Come sempre il messaggio che possiamo desumere da questa lettura è quello di critica della società; in particolare quella americana. Ambientato in un 2000 in parte futuristico o, comunque, corrispondente ad una realtà diversa da quella che per noi è ascrivibile alla normalità, capiamo che ormai tutto è vecchio, desueto, il mondo è sempre alla ricerca di qualcosa di nuovo, chi ha tutto fatica a sentirsi vivo, ad entusiasmarsi davvero per qualcosa.
Il protagonista, Eric, è il classico esempio di self made man che ha inseguito il sogno americano per poi trovarcisi imprigionato all'interno, senza possibilità di uscirne.

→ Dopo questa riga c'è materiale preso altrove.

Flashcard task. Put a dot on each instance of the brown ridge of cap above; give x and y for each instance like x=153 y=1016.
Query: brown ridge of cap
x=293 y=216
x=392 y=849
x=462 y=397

Eric ha tutto e anche di più, ciò che possiede conta solamente per il suo valore economico e non gli interessa al di là di quello. Un protagonista che difficilmente ci starà simpatico, è intelligente, è ricco, ha un'intuito che si affina fino a diventare premonizione, si sente superiore a tutto e tutti. Eppure lo seguiamo per tutto il libro e, alla fine, ci stupiamo di essere riusciti, non si sa come, a capirlo e ad immedesimarci in lui.
Gli altri personaggi sono importanti per la trama ma inutili per il protagonista, è il suo punto di vista che ce li fa conoscere e, perciò, li vediamo come se fossero semplici comparse, personaggi che sarebbero potuti essere così o totalmente al contrario e, comunque, non sarebbe cambiato nulla. Eric ci mostra come sia possibile disumanizzare tutti.
La trama è povera, prevalentemente concentrata alla fine del libro. Si parla di un viaggio in limousine fatto dal protagonista da una parte all'altra della città, non è sicuramente ciò che importa di più nel romanzo e il tutto deve essere letto come una metafora.
Personalmente ho impiegato del tempo a farmi coinvolgere dalla lettura; l'ho trovata piuttosto lenta. Succedono poche cose e persino i pensieri sembrano andare al rallentatore. Sembra di stare in una bolla, dove il tempo scorre più lentamente e si percepisce tutto in maniera attenuata.
Per questo motivo ho sentito poco l'atmosfera, in più, non apprezzo particolarmente i romanzi in cui il sesso ha un ruolo preponderante se non addirittura fondamentale come in questo caso, tutto è coerente con il messaggio che si voleva mandare ma, personalmente, non ho apprezzato molto. D'altro canto si percepisce la vacuità, elemento difficile da rendere e che, per quanto non entri nelle mie preferenze, riconferma la bravura di DeLillo nella scrittura.
L'ambientazione è ben resa, per quanto strana e piuttosto caotica si comprende perfettamente ciò che l'autore voleva descriverci e, probabilmente, le immagini mentali che mi sono fatta durante la lettura rimarranno impresse per molto tempo.
Non ho ancora visionato il film, appena lo farò vi parlerò anche delle differenze tra le due opere.
Si tratta di un libro ben scritto e con uno scopo io, però, non l'ho apprezzato molto. Trovo che in questo romanzo le caratteristiche positive di DeLillo (lo stile, il linguaggio metaforico, il messaggio importante) siano troppo ostentate rendendo meno piacevole la lettura. Lo consiglio solo a chi vuole leggere tutto dell'autore ma assolutamente non a chi ancora non ha letto altro di suo.